Background: Inhalation of fine particulate matter (PM_2.5) is associated with elevated pulmonary injury caused by the loss of vascular barrier integrity. Marine microbial Natural Products isolated from microbial culture broths were screened for pulmonary protective effects against PM_2.5. Two 2,2'-bipyridine compounds isolated from a red alga-associated Streptomyces sp. MC025-collismycin C (2) and pyrisulfoxin A (5)-were found to inhibit PM_2.5-mediated vascular barrier disruption.

Purpose: To confirm the inhibitory effects of collismycin C and pyrisulfoxin A on PM_2.5-induced pulmonary injury STUDY DESIGN: In this study, we investigated the beneficial effects of collismycin C and pyrisulfoxin A on PM-induced lung endothelial cell (EC) barrier disruption and pulmonary inflammation.

Methods: Permeability, leukocyte migration, proinflammatory protein activation, Reactive Oxygen Species (ROS) generation, and histology were evaluated in PM_2.5-treated ECs and mice.

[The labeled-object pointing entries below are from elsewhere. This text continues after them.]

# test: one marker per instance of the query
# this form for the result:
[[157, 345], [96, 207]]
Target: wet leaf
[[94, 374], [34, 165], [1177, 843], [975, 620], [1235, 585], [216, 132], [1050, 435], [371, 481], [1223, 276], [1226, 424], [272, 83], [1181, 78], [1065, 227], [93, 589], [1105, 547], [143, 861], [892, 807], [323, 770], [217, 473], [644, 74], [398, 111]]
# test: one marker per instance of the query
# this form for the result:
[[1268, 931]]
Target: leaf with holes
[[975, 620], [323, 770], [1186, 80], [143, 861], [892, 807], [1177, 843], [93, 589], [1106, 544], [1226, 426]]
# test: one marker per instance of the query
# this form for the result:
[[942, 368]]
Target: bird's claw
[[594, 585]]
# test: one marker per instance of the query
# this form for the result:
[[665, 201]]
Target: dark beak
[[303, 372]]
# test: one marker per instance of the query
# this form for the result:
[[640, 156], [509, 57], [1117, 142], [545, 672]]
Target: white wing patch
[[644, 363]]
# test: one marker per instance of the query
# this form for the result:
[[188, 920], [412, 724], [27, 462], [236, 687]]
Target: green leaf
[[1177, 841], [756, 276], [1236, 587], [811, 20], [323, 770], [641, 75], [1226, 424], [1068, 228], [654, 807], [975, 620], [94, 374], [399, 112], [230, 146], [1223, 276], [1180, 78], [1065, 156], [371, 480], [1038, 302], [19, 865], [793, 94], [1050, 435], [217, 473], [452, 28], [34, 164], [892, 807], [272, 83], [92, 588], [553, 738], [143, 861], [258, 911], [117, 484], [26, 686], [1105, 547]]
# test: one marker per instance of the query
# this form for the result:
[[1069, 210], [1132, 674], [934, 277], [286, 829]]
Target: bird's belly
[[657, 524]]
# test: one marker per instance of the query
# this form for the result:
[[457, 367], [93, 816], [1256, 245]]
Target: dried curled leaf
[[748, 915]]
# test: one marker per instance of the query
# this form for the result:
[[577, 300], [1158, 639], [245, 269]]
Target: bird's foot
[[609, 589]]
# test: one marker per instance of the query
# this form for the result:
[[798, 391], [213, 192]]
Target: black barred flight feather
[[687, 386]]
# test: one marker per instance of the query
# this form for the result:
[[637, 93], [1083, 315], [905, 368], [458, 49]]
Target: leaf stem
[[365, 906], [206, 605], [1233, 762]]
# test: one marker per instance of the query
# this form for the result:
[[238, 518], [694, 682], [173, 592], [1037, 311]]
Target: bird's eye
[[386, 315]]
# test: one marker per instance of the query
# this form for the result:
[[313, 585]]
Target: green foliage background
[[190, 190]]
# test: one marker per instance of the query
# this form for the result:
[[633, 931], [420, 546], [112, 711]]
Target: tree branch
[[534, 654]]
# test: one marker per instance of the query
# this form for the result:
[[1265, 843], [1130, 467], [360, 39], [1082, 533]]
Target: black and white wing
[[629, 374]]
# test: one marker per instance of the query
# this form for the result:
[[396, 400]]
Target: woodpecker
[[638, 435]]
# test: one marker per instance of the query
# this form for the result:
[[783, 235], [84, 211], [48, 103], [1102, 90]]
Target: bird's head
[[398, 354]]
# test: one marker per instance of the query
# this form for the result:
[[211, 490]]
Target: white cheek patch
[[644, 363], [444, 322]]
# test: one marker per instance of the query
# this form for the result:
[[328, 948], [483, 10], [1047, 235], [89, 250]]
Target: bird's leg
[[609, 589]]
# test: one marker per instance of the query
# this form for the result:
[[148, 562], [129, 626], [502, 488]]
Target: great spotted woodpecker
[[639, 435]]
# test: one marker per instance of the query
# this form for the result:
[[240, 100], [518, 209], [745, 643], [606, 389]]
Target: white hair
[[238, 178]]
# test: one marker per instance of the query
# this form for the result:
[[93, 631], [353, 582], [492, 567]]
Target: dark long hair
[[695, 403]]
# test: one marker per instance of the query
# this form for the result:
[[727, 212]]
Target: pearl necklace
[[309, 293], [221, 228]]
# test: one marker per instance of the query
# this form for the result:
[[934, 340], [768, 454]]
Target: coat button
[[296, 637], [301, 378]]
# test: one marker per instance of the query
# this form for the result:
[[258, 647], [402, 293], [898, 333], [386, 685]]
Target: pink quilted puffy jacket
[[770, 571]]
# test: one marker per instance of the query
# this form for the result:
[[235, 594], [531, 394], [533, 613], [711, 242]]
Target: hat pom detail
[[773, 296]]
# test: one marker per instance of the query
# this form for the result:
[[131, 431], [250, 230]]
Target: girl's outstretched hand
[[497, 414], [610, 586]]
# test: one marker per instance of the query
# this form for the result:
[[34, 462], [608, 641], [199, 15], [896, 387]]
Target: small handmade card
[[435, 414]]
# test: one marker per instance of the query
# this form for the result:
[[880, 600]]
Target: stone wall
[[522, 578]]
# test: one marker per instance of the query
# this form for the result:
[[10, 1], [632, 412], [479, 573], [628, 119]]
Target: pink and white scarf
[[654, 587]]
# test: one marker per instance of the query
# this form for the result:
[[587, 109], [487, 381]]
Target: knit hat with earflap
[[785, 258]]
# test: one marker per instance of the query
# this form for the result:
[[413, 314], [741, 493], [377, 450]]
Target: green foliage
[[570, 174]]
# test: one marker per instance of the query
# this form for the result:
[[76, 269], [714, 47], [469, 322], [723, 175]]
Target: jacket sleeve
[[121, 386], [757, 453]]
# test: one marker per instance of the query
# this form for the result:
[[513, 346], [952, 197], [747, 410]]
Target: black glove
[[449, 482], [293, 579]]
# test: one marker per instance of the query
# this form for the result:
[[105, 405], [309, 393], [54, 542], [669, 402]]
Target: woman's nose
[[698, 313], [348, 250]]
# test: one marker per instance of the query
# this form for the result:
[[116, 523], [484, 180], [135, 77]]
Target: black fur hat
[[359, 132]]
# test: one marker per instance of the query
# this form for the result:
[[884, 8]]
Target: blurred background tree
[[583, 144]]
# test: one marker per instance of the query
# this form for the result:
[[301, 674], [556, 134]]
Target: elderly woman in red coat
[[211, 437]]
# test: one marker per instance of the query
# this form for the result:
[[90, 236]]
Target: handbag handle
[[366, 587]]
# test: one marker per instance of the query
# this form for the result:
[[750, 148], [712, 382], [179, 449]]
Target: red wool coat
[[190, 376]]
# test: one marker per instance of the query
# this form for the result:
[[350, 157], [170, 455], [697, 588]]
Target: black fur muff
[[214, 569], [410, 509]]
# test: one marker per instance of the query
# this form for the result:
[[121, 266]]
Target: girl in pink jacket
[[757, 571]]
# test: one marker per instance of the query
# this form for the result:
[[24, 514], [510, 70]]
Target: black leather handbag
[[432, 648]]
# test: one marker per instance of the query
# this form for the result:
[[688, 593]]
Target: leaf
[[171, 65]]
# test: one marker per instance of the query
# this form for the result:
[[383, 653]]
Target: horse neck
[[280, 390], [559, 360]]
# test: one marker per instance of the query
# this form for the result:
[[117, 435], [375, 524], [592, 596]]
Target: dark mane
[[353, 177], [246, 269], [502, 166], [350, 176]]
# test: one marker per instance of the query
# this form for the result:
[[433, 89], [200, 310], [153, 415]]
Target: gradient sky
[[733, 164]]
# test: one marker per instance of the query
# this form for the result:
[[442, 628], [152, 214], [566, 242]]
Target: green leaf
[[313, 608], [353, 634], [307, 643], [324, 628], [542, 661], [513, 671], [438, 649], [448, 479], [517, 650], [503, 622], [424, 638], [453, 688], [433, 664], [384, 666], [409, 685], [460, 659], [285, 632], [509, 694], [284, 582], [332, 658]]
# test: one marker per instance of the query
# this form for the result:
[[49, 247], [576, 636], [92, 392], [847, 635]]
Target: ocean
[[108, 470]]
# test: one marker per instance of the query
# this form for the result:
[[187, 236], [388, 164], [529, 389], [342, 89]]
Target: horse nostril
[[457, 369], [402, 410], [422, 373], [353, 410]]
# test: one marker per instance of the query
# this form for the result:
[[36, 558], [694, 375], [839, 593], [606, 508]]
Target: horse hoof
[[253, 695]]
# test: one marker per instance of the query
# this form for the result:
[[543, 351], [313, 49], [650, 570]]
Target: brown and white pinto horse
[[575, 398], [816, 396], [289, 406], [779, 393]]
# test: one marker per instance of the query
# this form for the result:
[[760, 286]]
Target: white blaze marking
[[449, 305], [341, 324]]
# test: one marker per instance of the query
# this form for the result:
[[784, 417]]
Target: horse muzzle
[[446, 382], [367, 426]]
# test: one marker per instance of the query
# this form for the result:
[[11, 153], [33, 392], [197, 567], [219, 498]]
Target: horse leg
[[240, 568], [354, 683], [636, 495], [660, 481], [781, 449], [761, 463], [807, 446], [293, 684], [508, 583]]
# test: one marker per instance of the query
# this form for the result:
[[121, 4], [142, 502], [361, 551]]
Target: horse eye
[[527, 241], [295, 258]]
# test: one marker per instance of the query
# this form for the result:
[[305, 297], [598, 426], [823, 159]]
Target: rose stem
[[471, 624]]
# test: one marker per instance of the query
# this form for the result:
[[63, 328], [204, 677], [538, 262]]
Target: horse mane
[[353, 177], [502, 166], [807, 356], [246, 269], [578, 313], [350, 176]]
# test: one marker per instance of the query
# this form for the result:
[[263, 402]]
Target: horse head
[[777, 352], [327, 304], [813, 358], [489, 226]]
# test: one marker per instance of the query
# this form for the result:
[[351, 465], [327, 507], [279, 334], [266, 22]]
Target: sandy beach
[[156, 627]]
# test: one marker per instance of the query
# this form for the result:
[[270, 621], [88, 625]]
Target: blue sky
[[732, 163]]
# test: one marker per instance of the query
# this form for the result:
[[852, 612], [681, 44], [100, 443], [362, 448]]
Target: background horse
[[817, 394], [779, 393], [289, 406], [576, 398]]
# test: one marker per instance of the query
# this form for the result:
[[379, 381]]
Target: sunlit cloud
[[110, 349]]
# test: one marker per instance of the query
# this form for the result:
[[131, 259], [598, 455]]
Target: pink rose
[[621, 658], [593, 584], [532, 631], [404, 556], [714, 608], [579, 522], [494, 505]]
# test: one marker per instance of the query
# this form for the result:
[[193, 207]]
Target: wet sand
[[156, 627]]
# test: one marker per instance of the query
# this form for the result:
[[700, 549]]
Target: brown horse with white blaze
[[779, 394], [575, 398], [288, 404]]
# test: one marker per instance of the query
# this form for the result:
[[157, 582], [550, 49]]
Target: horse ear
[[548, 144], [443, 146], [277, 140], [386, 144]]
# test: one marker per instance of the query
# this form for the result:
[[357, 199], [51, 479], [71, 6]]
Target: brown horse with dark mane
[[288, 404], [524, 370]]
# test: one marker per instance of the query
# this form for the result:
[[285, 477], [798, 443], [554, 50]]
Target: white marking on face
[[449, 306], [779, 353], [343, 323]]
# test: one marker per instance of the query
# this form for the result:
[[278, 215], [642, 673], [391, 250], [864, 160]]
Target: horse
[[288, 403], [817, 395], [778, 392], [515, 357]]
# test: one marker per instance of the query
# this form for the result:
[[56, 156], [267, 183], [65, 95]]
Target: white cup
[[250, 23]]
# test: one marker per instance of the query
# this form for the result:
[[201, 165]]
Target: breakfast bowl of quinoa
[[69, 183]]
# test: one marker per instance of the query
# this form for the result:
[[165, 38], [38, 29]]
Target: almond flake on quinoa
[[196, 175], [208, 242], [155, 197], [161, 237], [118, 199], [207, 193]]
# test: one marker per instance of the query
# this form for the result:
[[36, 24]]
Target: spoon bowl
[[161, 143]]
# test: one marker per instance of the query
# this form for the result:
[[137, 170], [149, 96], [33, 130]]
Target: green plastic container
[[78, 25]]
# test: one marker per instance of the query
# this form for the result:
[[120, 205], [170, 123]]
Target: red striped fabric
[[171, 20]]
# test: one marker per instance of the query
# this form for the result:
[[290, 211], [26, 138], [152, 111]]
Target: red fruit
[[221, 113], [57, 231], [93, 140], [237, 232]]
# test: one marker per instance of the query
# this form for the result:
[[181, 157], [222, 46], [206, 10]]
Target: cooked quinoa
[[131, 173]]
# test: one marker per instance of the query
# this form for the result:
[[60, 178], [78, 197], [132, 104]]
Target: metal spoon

Results: Collismycin C and pyrisulfoxin A significantly scavenged PM_2.5-induced ROS and inhibited the ROS-induced activation of p38 mitogen-activated protein kinase as well as activated Akt, which helped in maintaining endothelial integrity, in purified pulmonary endothelial cells. Furthermore, collismycin C and pyrisulfoxin A reduced vascular protein leakage, leukocyte infiltration, and proinflammatory cytokine release in the bronchoalveolar lavage fluid of PM-treated mice.

Conclusion: These data suggested that collismycin C and pyrisulfoxin A might exert protective effects on PM-induced inflammatory lung injury and vascular hyperpermeability.

Akt; Collismycin C; Particulate matter; Pyrisulfoxin A; Vascular permeability.